With its first broadcast in 2015, The Yorkshire Vet is our longest running series. It has won numerous RTS Awards and in 2024, the year of its 19th series and 200th episode, was shortlisted in the prestigious National Television Awards and Broadcast Awards. Over the years the show has regularly attracted more than one million live viewers in its regular Tuesday 8pm slot on Channel 5 – occasionally peaking over two million – with millions more watching catchup and repeats.

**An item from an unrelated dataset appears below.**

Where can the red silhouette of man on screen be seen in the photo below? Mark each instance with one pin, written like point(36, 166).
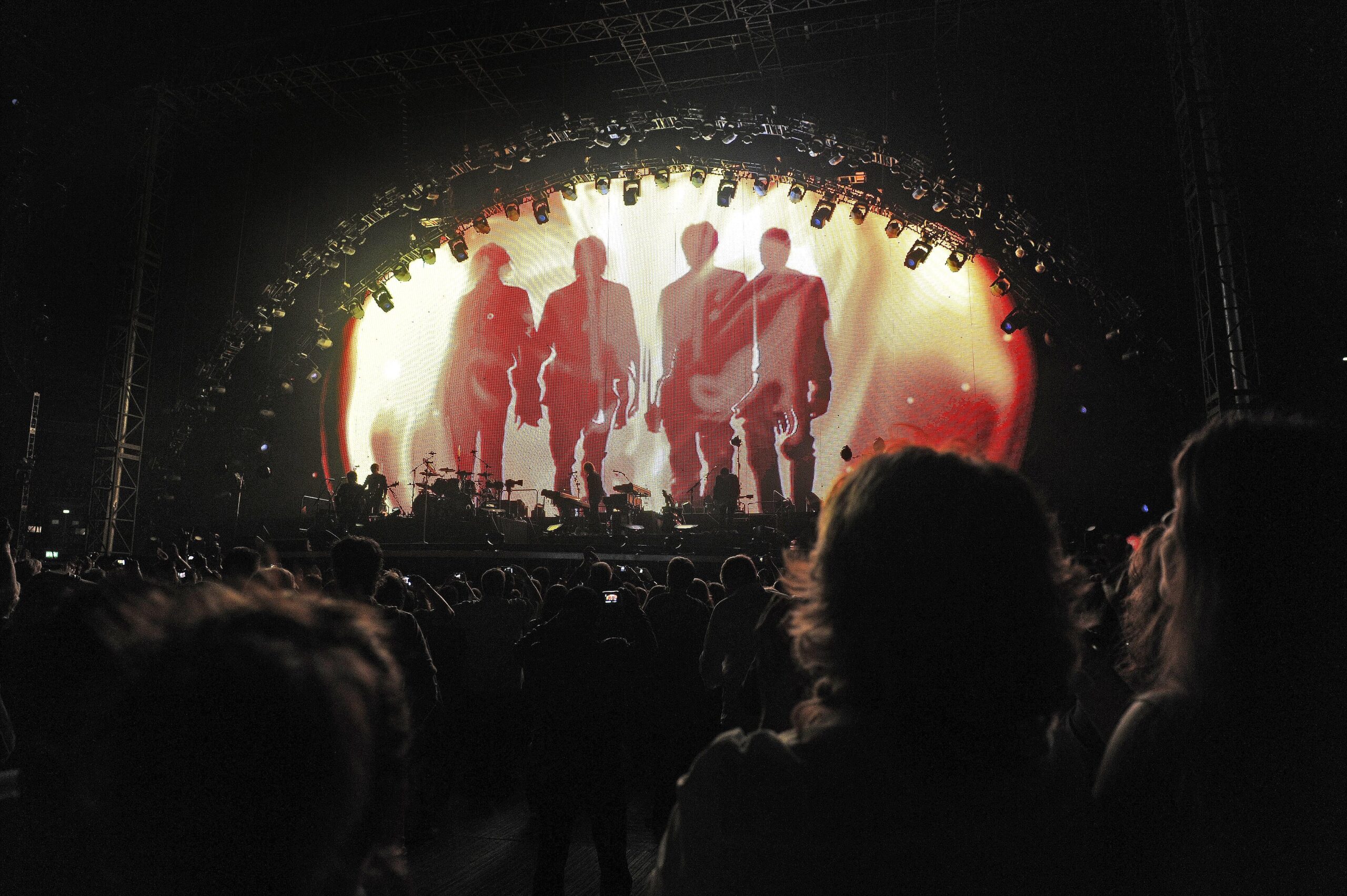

A co-production with Group M; the original brief of the show was to give viewers the “real All Creatures Great & Small”. Based on the best-selling books by James Herriot, ‘All Creatures’ had been a popular BBC drama series in the 1970s and 80s (with Channel 5 launching its own hugely successful reboot in 2020, after broadcasting ten series of The Yorkshire Vet).
In the early series, The Yorkshire Vet followed the goings on at the original Herriot practice – Skeldale Veterinary Centre in Thirsk, North Yorkshire. The two featured vets were Peter Wright and Julian Norton, with senior partner Peter even having served his apprenticeship under Alf Wight himself (James Herriot was Alf’s pseudonym).
Over the years it has grown to focus on four locations across the county. A new generation of mixed practice vets (Matt, Shona, Rohin & David) based in Huddersfield, West Yorkshire, have joined the show. Julian now runs two new surgeries of his own – one of them in Thirsk, keeping the series in its original home. And, to continue doing the farm animal work he loves, Peter has left Skeldale to join a traditional Yorkshire practice on the edge of the North York Moors.
But, throughout all of this evolution, the show’s popularity has endured over the past 10 years, 22 series, numerous specials and 200+ episodes. Which is because the heart of the show has remained: vets and nurses, working across Yorkshire towns and beautiful countryside, treating all creatures great and small.